Editor's Note:  Philadelphia dance artists are not known so much for their language as for their ability to transcend it — but when they do speak publicly, they are worth listening to.  Guest writer Asimina Chremos  is a Philadelphia  dance artist. The title of her Rocky Awards lecture is connected to  the upcoming Mascher mini-festival, NOWHERE—Free Improvisation in Sound & Movement, Oct. 19-25,  where she will perform as a movement artist.    www.ImpermanentSociety.com

 

 

A LECTURE ON IMPERMANENCE, BY ASIMINA CHREMOS, GIVEN AT THE ROCKY AWARDS ON OCTOBER 1, 2015

 

 


[Standing at a podium before the audience]

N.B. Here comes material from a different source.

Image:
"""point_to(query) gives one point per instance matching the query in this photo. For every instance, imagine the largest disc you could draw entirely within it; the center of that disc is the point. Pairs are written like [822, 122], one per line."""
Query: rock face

Greetings all and thank you for your interest and attention, or for allowing your minds to wander elsewhere, as they will.

Impermanence

Let us break this word down to the components from which it is derived:

Imp: a small devil or demon

Perm: a hairstyle produced by setting the hair in waves or curls and then treating it with chemicals so that the style lasts for several months

Anence: a word that does not exist in any English dictionary

I’d like to note, for those of you who may be uncertain, that I am, in fact, giving this lecture in English. American English, spoken, English English, white-lady-who-went-to-college English, Philadelphia English. The fixed nature of this means of human expression helps us to understand each other. Thus, if I ask for a glass of water, wuder, watah, or whuteh, you all understand me perfectly.

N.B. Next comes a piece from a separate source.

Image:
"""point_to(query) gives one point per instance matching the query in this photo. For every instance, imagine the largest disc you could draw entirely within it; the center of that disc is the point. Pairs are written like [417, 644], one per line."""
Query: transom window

English is so beautiful. It has all the qualities of timeless perfection. Only English could give rise to the immortal phrase, “deathless prose.” Because if we are not talking about death than we are simply ignoring the facts.

As a surfer, I love it out here in Southern California and this is where I plan to make my final exhale—hopefully while I’m riding my longboard through the magic glory of a shimmering blue tube—sometime well before my manly physique, broad shoulders, and sun-kissed skin lose their glamour. At this moment, however, I’m checking out a bunny with a permanent wave. She’s on the beach under an umbrella and with a sheer scarf around her hairdo, protecting it from the wind. Obviously she should get her pale ass back to New York City. We all know that waves are not meant to be permanent, and that in fact the wind and the waves are meant to be friendly and caress each other.

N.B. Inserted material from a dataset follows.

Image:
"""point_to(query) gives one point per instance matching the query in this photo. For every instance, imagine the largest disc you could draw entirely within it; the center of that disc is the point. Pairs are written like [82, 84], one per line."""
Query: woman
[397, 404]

Oh, I’m sorry… did the male gaze invade the situation here? Shoo! Get the fuck out of here.

In order to talk about impermanence I’m afraid we must also kick the little devil, the imp, out of the room and discuss what is permanent, solid, unchanging, and eternal. The ikonostasis in the Orthodox Church is a screen depicting divine images (that’s the “ikon” part of the word), separating the congregation from the sacred space of the sanctuary. I’ve always loved this idea that there is something in the church that is too special and too secret for just anybody to see.  The “stasis” part of the word is what concerns us now, of course.

Stasis is a word that is etymologically connected to other fine words such as stay, stop, stand, and so on. I discovered a definition of it, carved into the stone tablet of the internet, as follows: “a state of equilibrium or inactivity caused by opposing equal forces.” The word can also refer to “stagnation in the flow of any of the fluids of the body.”

Oh now we are talking about the body. Thank goodness because this is a dance event and we are all very concerned with bodies here. The interesting thing about bodies is that they have this amazing life cycle that goes from a sperm and an egg from two different bodies and then there is a small imp and then there is a human and then there is a corpse. Sometimes, before the corpse stage, there is a contribution of a sperm or an egg toward the creation of a new body, this happens with the assistance of internal waves, but not always.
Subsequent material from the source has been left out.